The idea of breaking a page down into parts, or “segmenting” that page is something that we’ve seen before from Microsoft and Google.

A paper that I wrote about from Yahoo in my post Yahoo Research Looks at Templates and Search Engine Indexing explored how Yahoo might look at the features found on a page to see if that page was using a template and to distinguish the “main content” on that page from template type features, such as “site navigation links, sidebars, copyright notices, and timestamps.”

Other features that might be considered “noise,” are eCommerce features such as “people who bought XXXXX also bought YYYYYY” sections of pages and similar content that doesn’t focus upon the main content of a page.

I also wrote about another Yahoo patent filing that discussed the automatic segmentation of web pages in my post Breaking Pages Apart: What Automatic Segmentation of Webpages Might Mean to Design and SEO.

Two patent applications from Yahoo, published earlier this month, take the idea of segmenting content on a web page further, to give us more information about ways that Yahoo might use web page segmentation.

The first one discusses many topics, including how multiple pages on a site might be compared, to see if some segments tend to show up on multiple pages, which could be an indication that those segments are boilerplate – content that may not be the main informational focus of each page.

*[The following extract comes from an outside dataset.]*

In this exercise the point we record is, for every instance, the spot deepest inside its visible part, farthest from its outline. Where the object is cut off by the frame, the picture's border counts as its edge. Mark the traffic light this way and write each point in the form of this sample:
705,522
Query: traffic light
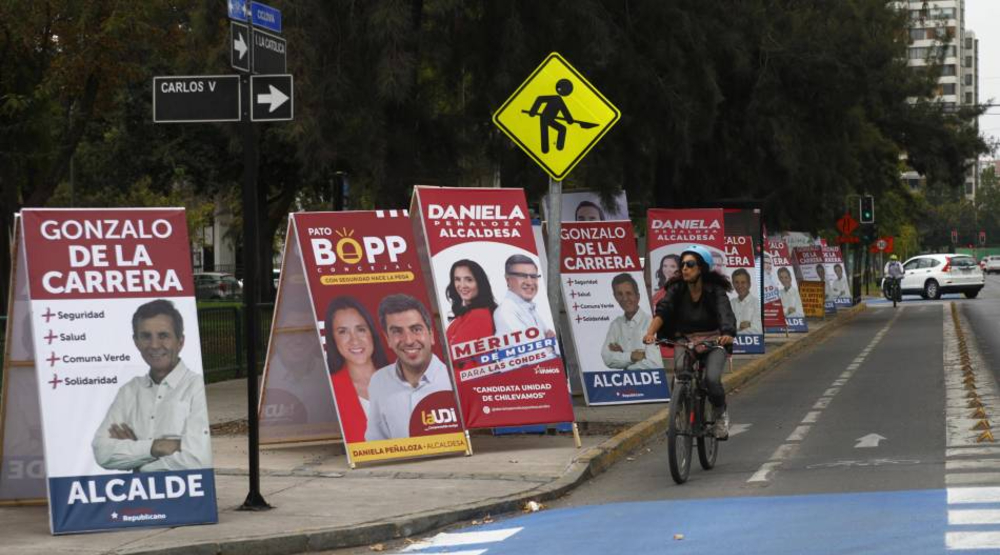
867,209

Site-Specific Information-Type Detection Methods and Systems Invented by Rupesh R. Mehta and Amit Madaan Assigned to Yahoo US Patent Application 20090248707 Published October 1, 2009 Filed: March 25, 2008

Abstract

Methods and systems are provided herein that may allow for pertinent information-type(s) of data to be located or otherwise identified within one or more documents, such as, for example, web page documents associated with one or more websites. For example, exemplary methods and systems are provided that may be used to determine if information may be more likely to be of an “informative” type of information or possibly more likely to be of a “noise” type of information.

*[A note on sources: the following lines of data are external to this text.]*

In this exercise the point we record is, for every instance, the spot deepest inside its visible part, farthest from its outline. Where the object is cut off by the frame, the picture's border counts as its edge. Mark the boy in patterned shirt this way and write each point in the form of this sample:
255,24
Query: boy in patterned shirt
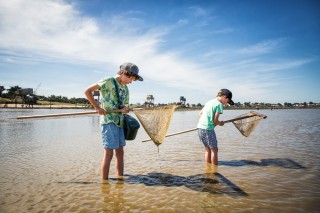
112,123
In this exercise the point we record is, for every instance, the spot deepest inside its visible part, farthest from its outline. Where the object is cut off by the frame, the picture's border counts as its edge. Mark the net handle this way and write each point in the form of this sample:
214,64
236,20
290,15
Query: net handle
70,114
227,121
248,116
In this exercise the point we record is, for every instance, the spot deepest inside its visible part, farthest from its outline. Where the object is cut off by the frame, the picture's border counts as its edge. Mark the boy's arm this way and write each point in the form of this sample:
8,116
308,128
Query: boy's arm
216,120
89,95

The second patent application looks for connections between content nodes (somewhat like Microsoft’s “blocks”) to see if those sections of a page should be contained in the same segments.

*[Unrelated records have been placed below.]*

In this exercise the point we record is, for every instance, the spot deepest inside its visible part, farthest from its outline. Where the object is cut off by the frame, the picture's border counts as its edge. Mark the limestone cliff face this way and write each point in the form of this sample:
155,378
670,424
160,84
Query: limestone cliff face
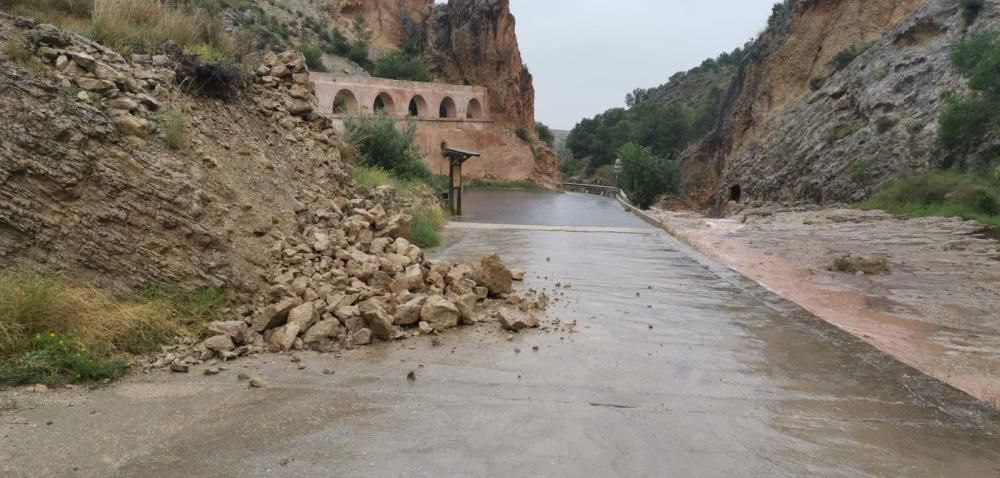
792,128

Method for Segmenting Webpages Invented by Shanmugasundaram Ravikumar, Deepayan Chakrabarti and Kunal Punera Assigned to Yahoo US Patent Application 20090248608 Published October 1, 2009 Filed March 28, 2008

Abstract

A method of segmenting a webpage into visually and semantically cohesive pieces uses an optimization problem on a weighted graph, where the weights reflect whether two nodes in the webpage’s DOM tree should be placed together or apart in the segmentation; the weights are informed by manually labeled data.

Conclusion

Likely, Google, Yahoo, and Microsoft are all giving different weights to the value of links in different segments of pages, so that a link from the main content area probably carries more weight than a link from a sidebar or a footer section of a page.

It’s also likely that the search engines are attempting to ignore boilerplate segments of pages when they try to determine if pages contain duplicate or near-duplicate content so that their decisions to filter some pages out of search results are based upon the main content of pages rather than duplicated content that may appear in places such as page footers or sidebars.

Is it possible that words on a page contained in the main content area of a page would be considered more important than words that appear in a sidebar or footer or list of recommended similar products by search engines?

We’ve seen enough information about web page segmentation in white papers and patents and interviews from the search engines over the past five or six years so that it should be considered one of the basics of SEO at this point, though the topic often doesn’t show up in popular lists of search engine ranking factors published by some sites. Perhaps it’s time that it should be.